Porthos Hall, a large, moderately successful manor house built in 1860, changed hands frequently throughout the latter half of the Victorian era. While the successive owners—mostly minor industrialists—are traceable through deed records, the true number of occupants and residents has become notoriously difficult to ascertain. The official count provided by the national census records is frustratingly Unverified, showing large blocks of time where the house was apparently empty, yet local parish records suggest continuous, though undocumented, residency. The central figure in this archival confusion is the Census recorder, Mr. Elias Gribble, whose job it was to collect and certify the national population lists and household survey cards for the district. When the house was abandoned for the last time in 1902, Gribble’s entire set of official Porthos Hall documents was found destroyed, seemingly intended to Misplace the truth of who actually lived there, and when.

The Misplaced Population Lists


The Census recorder, Mr. Gribble, maintained his documents in a three-stage process: individual household survey cards collected from the occupants, compilation onto official ink forms, and finally, the official population lists submitted to London. The few household survey cards found on the floor are problematic; many contain multiple conflicting dates and names, suggesting Gribble was either sloppy or intentionally recording Unverified data, possibly to conceal the true residency of certain key individuals.

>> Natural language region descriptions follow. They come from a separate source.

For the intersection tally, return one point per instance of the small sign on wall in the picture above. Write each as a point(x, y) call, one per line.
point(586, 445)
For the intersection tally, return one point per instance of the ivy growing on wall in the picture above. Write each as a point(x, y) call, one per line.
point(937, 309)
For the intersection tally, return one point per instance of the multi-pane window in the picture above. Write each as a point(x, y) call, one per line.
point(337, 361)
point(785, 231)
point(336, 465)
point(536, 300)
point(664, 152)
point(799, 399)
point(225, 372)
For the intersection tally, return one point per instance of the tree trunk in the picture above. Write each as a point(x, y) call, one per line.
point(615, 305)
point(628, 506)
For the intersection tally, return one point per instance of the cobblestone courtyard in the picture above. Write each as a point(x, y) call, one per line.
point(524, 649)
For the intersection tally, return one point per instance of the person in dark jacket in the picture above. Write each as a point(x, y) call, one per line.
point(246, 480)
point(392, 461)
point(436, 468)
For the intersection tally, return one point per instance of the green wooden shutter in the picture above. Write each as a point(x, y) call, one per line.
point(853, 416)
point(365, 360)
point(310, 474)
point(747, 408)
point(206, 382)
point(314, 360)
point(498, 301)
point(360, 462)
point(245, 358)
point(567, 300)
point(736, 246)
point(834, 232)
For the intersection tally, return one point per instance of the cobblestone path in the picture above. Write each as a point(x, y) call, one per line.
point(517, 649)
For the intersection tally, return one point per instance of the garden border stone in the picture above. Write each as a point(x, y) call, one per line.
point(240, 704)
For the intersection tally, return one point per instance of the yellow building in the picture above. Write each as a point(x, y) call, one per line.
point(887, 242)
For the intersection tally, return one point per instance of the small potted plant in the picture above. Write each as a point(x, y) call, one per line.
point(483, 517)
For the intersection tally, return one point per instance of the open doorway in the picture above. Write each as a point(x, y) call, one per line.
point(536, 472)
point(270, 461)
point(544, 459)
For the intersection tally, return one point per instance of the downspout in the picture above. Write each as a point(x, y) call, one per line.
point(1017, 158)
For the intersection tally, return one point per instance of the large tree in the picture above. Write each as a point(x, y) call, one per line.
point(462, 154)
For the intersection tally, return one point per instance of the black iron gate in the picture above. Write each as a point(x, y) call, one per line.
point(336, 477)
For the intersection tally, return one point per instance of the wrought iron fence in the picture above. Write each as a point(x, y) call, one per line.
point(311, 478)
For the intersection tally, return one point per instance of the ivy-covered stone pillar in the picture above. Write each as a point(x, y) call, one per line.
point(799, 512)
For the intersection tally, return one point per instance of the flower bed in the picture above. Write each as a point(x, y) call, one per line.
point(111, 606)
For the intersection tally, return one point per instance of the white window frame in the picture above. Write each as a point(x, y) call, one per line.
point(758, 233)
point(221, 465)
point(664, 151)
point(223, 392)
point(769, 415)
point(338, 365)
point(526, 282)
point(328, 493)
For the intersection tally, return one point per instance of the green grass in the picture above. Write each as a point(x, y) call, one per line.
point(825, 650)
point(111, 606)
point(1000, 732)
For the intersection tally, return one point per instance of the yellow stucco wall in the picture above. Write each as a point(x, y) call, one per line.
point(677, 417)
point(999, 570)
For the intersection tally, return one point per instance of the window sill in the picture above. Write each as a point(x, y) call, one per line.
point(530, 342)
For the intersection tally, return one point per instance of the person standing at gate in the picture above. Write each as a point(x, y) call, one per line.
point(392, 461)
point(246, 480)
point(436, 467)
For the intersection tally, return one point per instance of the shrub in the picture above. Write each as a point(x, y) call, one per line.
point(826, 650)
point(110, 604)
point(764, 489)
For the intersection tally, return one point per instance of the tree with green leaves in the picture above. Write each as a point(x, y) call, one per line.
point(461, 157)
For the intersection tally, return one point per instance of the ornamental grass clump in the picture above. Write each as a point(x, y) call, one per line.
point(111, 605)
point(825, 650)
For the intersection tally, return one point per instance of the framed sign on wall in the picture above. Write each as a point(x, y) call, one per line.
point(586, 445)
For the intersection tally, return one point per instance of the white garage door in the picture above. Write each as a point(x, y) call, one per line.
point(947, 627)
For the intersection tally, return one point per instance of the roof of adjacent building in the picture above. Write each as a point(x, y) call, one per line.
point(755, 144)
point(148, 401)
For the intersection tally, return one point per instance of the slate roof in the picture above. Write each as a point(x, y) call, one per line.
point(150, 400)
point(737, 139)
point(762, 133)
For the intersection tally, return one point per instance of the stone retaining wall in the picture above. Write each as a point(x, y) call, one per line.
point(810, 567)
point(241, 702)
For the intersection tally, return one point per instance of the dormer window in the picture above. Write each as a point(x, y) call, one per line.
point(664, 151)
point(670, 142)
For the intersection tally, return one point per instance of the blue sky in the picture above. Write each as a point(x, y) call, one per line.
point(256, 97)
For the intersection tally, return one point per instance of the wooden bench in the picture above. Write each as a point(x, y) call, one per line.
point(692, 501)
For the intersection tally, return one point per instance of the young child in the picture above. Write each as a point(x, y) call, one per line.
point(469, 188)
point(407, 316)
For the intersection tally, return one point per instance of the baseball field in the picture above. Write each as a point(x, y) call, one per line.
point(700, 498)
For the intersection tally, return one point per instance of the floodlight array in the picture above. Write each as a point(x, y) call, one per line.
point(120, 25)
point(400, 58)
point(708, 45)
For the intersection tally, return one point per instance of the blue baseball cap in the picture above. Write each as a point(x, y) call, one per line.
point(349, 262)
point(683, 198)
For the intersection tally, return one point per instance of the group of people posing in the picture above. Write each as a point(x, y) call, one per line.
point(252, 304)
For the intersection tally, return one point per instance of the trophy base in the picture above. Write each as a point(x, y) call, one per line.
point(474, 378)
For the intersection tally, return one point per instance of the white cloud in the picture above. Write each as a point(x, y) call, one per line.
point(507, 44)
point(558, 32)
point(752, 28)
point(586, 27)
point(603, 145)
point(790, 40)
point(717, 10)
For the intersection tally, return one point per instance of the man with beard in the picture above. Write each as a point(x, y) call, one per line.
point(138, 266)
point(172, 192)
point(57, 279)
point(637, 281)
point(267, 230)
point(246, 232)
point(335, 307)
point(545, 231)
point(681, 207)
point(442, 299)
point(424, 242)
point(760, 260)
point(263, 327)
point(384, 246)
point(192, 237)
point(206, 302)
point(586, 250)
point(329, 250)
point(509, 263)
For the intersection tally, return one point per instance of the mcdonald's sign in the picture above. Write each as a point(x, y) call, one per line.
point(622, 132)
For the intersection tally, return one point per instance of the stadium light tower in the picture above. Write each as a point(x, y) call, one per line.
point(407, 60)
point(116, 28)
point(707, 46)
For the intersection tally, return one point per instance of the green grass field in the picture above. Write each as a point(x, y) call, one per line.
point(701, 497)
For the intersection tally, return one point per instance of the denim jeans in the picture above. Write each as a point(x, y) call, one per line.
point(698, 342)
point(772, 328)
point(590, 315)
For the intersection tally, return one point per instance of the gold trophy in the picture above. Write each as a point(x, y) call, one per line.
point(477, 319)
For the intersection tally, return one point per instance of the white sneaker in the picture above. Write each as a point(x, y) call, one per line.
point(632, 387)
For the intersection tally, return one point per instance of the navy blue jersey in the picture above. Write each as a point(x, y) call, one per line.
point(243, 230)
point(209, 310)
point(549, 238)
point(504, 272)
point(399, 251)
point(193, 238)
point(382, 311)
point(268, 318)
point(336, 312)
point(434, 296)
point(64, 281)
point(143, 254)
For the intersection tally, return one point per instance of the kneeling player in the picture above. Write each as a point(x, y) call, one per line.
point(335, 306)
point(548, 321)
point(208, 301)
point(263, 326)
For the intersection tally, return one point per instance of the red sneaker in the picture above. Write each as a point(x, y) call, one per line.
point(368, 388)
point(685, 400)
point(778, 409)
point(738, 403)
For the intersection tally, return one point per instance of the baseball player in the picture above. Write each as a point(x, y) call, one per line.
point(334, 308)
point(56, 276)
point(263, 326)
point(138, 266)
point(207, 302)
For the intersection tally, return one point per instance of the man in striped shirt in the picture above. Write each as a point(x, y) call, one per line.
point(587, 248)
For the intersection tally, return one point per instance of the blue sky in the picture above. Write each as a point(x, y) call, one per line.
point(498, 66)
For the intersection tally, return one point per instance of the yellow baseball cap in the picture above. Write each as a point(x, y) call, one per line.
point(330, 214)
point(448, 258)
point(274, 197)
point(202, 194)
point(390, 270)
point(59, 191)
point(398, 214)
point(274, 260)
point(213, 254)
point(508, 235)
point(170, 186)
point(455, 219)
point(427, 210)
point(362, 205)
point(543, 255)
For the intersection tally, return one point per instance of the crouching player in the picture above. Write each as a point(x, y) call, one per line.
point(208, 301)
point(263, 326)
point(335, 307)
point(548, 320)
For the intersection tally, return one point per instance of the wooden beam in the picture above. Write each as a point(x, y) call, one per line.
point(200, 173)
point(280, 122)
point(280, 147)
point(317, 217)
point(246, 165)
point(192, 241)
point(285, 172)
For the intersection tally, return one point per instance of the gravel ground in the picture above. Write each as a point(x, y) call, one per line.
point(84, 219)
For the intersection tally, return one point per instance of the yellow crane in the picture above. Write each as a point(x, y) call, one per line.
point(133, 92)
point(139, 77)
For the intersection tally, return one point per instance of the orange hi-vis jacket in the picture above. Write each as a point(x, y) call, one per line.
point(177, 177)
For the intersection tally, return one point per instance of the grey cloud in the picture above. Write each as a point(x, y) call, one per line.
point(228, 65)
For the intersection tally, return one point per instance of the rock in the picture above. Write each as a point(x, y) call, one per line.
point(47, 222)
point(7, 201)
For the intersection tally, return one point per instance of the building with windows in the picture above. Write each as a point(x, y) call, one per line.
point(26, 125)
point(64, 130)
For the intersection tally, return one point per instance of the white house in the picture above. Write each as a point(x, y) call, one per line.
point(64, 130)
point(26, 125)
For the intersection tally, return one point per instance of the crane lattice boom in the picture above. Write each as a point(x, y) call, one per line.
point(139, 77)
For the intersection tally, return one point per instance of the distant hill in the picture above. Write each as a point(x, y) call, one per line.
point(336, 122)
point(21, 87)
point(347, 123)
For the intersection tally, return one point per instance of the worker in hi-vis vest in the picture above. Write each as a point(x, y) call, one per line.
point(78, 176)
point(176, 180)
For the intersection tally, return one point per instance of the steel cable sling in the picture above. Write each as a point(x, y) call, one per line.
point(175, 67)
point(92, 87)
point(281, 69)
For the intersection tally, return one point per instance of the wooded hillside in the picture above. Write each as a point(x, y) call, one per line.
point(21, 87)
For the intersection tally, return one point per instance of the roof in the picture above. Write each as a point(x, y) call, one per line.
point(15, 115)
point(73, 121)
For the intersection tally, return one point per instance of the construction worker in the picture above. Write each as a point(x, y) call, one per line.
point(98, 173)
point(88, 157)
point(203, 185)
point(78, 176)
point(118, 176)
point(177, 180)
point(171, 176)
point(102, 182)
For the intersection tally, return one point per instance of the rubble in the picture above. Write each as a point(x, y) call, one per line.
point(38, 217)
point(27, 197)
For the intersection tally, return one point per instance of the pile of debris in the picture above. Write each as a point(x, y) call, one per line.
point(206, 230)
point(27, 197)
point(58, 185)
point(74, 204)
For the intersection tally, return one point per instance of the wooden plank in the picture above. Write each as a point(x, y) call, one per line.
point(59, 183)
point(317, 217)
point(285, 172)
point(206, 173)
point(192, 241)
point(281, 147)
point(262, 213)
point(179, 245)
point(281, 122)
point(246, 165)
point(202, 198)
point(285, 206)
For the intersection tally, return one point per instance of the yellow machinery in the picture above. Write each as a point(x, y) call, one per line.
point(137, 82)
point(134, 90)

Crucially, the population lists—the definitive, compiled documents—are the only items entirely Missing from the house and the regional archives. Their strategic absence suggests the entire documentation process was an effort to Misplace the official record of the household’s residency at key census years, possibly to support a tax evasion scheme or an Unverified claim on the estate by a tenant who was never officially recorded as a resident.